Un cerveau qui se bloque. Face à un stress intense, il arrive que la victime se retrouve figée, incapable de penser et d’agir pour crier ou fuir. Elle n’est plus aux commandes : son cerveau s’est bloqué dans un mécanisme de défense pour tenter de la protéger du danger. C’est un état de sidération.

Après une violence sexuelle, le cerveau reste dans un état de sidération. Livret Stop aux violences sexuelles. Phosphore n°549, 1er mars 2023. Illustration : Alix Garin.

Que faire ?

Si tu es victime. Parle à une personne en qui tu as confiance, qui que ce soit ! Ton père ou ta mère, quelqu’un de ta famille, un ami, un prof, un surveillant, un voisin… Si la première personne à qui tu en parles ne réagit pas ou pas comme tu voudrais, parle à une deuxième personne. Et si personne n’entend ce que tu as à dire, appelle la ligne d’écoute Fil Santé Jeunes, gérée par des professionnels : 0 800 235 236 ou va sur le tchat du site (anonyme et gratuit).

Si tu es ami·e d’une victime. Apporte-lui ton soutien en l’écoutant vraiment, en accueillant ce qu’il ou elle te confie sans demander plus de détails et sans juger. Encourage ton ami·e à parler à un adulte qui pourra l’aider. Tu peux l’aider à identifier cet adulte de confiance et lui proposer d’aller le voir ensemble. Si il ou elle refuse, parle à sa place. Briser le silence, c’est la seule façon de l’aider, car c’est le propre de la violence d’isoler, de détruire, de faire peur. Ne garde pas pour toi ce secret trop lourd à porter.

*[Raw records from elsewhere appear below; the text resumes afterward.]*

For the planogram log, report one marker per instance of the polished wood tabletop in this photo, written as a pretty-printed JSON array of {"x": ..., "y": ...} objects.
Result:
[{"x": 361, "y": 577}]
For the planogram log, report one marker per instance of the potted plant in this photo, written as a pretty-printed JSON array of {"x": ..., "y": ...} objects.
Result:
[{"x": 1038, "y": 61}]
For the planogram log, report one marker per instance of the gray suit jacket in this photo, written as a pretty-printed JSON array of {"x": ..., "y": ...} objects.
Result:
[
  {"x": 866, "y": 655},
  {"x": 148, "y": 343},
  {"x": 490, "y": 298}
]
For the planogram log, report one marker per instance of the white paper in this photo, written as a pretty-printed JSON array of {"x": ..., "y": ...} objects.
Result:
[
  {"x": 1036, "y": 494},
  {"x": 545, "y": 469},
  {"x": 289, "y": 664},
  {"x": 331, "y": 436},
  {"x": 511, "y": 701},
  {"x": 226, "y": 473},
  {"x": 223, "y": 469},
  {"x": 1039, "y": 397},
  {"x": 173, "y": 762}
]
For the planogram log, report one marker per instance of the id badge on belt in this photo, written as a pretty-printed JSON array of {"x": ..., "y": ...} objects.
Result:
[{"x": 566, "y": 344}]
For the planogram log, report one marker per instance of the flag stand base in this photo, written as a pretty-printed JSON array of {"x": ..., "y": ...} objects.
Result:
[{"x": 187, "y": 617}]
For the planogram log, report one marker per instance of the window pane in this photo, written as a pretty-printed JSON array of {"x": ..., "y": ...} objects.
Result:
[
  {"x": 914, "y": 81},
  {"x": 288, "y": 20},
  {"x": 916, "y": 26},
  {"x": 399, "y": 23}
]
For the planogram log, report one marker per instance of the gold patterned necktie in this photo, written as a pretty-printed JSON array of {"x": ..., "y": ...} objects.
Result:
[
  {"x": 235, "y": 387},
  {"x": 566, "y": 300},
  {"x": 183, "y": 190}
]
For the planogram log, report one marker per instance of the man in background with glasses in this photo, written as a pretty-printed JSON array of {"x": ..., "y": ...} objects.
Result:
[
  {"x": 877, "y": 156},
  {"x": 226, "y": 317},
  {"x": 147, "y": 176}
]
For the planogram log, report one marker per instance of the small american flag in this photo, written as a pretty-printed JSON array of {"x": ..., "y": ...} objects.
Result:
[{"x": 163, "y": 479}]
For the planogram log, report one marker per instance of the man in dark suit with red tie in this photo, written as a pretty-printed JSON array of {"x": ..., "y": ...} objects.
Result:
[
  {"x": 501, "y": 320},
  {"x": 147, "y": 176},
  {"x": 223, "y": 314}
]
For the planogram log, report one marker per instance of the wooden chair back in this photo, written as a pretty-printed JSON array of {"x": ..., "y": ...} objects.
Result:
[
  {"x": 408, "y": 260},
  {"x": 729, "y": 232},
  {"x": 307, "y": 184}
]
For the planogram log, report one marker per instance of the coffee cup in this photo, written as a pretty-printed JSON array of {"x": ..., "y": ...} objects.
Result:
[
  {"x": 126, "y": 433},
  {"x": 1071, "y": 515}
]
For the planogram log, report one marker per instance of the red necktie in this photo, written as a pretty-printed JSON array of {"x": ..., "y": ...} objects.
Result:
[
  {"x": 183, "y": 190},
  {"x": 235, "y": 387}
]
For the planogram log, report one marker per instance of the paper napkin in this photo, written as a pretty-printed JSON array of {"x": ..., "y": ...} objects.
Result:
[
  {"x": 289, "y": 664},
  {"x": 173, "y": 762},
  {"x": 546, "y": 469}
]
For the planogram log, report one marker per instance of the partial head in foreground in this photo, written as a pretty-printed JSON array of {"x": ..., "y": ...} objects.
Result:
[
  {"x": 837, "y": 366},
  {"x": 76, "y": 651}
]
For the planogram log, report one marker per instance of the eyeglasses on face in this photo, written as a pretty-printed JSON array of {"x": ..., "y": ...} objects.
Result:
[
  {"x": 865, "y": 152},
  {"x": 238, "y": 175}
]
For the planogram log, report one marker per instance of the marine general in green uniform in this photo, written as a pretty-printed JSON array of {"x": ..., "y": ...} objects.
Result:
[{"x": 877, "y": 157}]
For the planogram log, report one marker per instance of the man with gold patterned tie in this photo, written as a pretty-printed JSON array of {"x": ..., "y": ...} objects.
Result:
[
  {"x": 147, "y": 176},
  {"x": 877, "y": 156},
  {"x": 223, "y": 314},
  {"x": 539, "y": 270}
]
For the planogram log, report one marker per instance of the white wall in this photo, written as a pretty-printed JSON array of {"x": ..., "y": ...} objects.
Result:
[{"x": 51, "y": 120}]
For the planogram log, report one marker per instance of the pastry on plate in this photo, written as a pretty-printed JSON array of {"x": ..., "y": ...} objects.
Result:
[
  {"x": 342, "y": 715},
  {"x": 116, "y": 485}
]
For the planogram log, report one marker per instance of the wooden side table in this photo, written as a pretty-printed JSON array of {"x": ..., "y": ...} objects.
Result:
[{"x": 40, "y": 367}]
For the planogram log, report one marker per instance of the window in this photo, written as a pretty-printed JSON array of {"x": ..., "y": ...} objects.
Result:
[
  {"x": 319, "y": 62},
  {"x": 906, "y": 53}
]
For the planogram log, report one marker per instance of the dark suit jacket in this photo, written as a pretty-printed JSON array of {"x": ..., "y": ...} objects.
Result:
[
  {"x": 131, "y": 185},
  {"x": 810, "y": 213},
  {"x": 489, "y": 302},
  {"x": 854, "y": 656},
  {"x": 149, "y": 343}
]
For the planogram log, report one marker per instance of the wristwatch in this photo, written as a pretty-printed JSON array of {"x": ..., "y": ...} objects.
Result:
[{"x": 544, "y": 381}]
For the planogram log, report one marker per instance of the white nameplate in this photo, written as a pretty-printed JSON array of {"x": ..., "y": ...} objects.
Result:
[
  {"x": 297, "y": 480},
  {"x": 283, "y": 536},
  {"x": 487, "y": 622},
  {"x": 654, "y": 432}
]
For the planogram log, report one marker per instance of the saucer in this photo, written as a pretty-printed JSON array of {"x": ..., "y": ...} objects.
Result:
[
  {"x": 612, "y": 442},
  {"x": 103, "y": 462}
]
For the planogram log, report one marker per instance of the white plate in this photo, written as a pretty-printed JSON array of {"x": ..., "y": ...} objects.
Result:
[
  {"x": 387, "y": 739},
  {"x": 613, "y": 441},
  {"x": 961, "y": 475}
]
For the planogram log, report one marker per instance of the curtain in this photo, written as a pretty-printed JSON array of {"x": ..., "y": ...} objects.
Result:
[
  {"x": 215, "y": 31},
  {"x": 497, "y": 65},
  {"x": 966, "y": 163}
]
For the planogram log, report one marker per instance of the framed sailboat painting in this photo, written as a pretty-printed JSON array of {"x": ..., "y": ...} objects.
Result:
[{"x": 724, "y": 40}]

Si tu es témoin d’une agression. Pense à te mettre en sécurité et à demander de l’aide (un passant dans la rue, un surveillant dans ton établissement…) ou à appeler les secours (le 17, le 112 depuis un pays européen, le 114 pour les personnes sourdes et malentendantes). Si tu es physiquement en sécurité, tu peux détourner l’attention de la personne qui harcèle/agresse en faisant semblant de connaître la victime et en la ramenant vers toi. Beaucoup de situations se passent rapidement et il n’est pas toujours possible d’agir, mais n’hésite pas à aller voir la victime après. Il peut être utile de filmer afin de récolter des preuves en déclarant la date et le lieu. Demande toujours à la victime ce qu’elle souhaite faire de la vidéo.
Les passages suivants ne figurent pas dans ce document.